91% of COVID-19 brought-in-dead cases in Malaysia unaware of infection: Khairy

Malaysia's Health Minister Khairy Jamaluddin (right) speaking to the press on Dec 16, 2021. With him is Health Ministry director-general Noor Hisham Abdullah. (Photo: Bernama)

KUALA LUMPUR: Malaysia’s Health Minister Khairy Jamaluddin said that 91 per cent of the brought-in-dead (BID) cases in the country were unaware that they had contracted COVID-19. 

At a press conference on Thursday (Mar 3), he said that this finding was based on the analysis of 113 BID cases between Feb 5 and Feb 21.

“We found through the survey, over 50 per cent of family members assumed the sickness experienced by the deceased was light, and did not refer them to a health facility quickly,” said the minister.

“And when it was detected, it was too late.”

He urged those with family members who were senior citizens to seek help at a medical facility immediately if the latter showed any symptoms from high fever to prolonged coughing. 

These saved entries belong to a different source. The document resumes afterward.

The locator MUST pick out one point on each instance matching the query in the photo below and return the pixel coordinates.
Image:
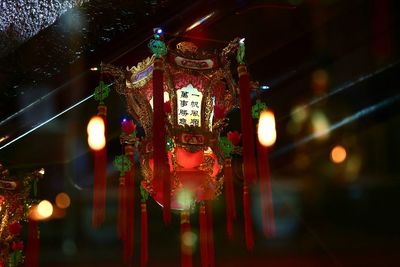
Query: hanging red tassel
(161, 168)
(248, 222)
(121, 215)
(32, 253)
(249, 161)
(203, 237)
(100, 178)
(144, 255)
(265, 191)
(210, 235)
(206, 236)
(128, 238)
(186, 244)
(230, 197)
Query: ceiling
(329, 64)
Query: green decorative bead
(158, 47)
(101, 92)
(226, 146)
(122, 164)
(257, 108)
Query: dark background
(328, 63)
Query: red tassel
(265, 191)
(144, 255)
(206, 236)
(128, 238)
(121, 219)
(230, 197)
(161, 168)
(249, 161)
(100, 178)
(186, 245)
(248, 222)
(32, 252)
(203, 237)
(210, 235)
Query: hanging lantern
(15, 203)
(181, 96)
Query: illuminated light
(189, 239)
(63, 200)
(199, 21)
(266, 128)
(44, 209)
(300, 114)
(185, 198)
(319, 81)
(95, 130)
(158, 31)
(4, 138)
(320, 124)
(302, 161)
(338, 154)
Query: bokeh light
(266, 128)
(338, 154)
(63, 200)
(42, 211)
(95, 130)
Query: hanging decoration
(180, 96)
(15, 203)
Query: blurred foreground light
(3, 138)
(189, 239)
(45, 209)
(42, 211)
(266, 128)
(63, 200)
(338, 154)
(95, 130)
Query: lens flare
(266, 128)
(44, 209)
(338, 154)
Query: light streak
(359, 114)
(45, 122)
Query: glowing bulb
(189, 238)
(45, 209)
(338, 154)
(266, 128)
(95, 130)
(63, 200)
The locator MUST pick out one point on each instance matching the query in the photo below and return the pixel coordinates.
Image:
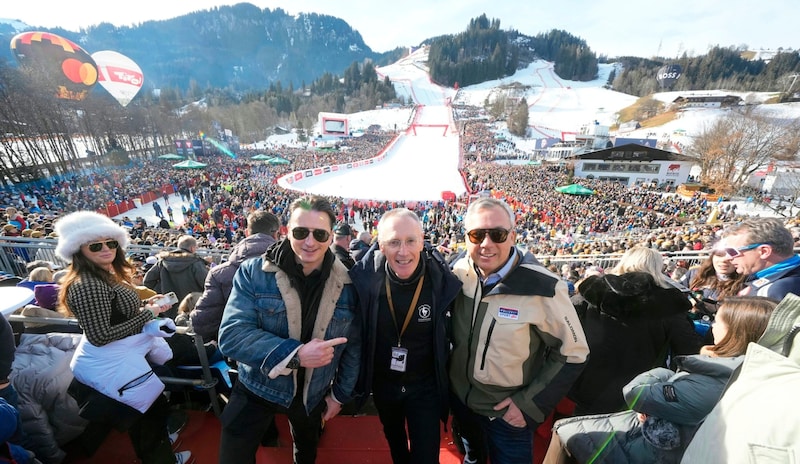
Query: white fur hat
(81, 227)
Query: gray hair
(489, 203)
(771, 231)
(642, 259)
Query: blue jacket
(775, 286)
(368, 277)
(261, 327)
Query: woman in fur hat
(98, 291)
(633, 318)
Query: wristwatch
(294, 363)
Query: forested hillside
(721, 68)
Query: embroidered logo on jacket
(508, 313)
(424, 313)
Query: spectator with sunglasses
(293, 326)
(114, 384)
(763, 250)
(518, 344)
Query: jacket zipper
(486, 345)
(475, 306)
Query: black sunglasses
(97, 246)
(320, 235)
(497, 235)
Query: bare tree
(731, 148)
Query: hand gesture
(513, 416)
(318, 353)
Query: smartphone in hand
(168, 299)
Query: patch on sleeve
(508, 313)
(670, 394)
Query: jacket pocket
(272, 315)
(502, 349)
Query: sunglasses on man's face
(497, 235)
(97, 246)
(320, 235)
(737, 252)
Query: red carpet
(347, 440)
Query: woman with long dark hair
(114, 384)
(666, 406)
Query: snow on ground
(555, 105)
(422, 165)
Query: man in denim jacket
(292, 325)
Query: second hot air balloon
(119, 75)
(65, 68)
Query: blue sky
(610, 27)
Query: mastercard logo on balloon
(64, 67)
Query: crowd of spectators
(221, 195)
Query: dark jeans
(501, 442)
(148, 431)
(247, 416)
(417, 407)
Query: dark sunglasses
(497, 235)
(320, 235)
(737, 252)
(97, 246)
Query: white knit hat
(81, 227)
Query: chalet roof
(634, 152)
(708, 98)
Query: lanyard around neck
(410, 307)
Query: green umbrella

He said there were a lot of BID cases, where the cause of death was found to be COVID-19 upon post-mortem.

ALL DEATHS FROM COVID-19 MUST BE REPORTED WITHIN 72 HOURS

COVID-19 deaths must now be reported to the health ministry within 72 hours, Mr Khairy said during the same press conference.

From Mar 1, he added, the daily numbers will reflect the number of death reports received in the past 72 hours, which will be posted on Malaysia’s COVIDNOW website which tracks the country’s statistics regarding the pandemic. 

The minister explained that previously, death reports were only announced once the registration process was completed at state level, and this could take some time. 

“As such, there were a number of cases which were delayed before being announced. Hence, (there was) a backlog …  I have ordered (this) to be stopped,” he said. 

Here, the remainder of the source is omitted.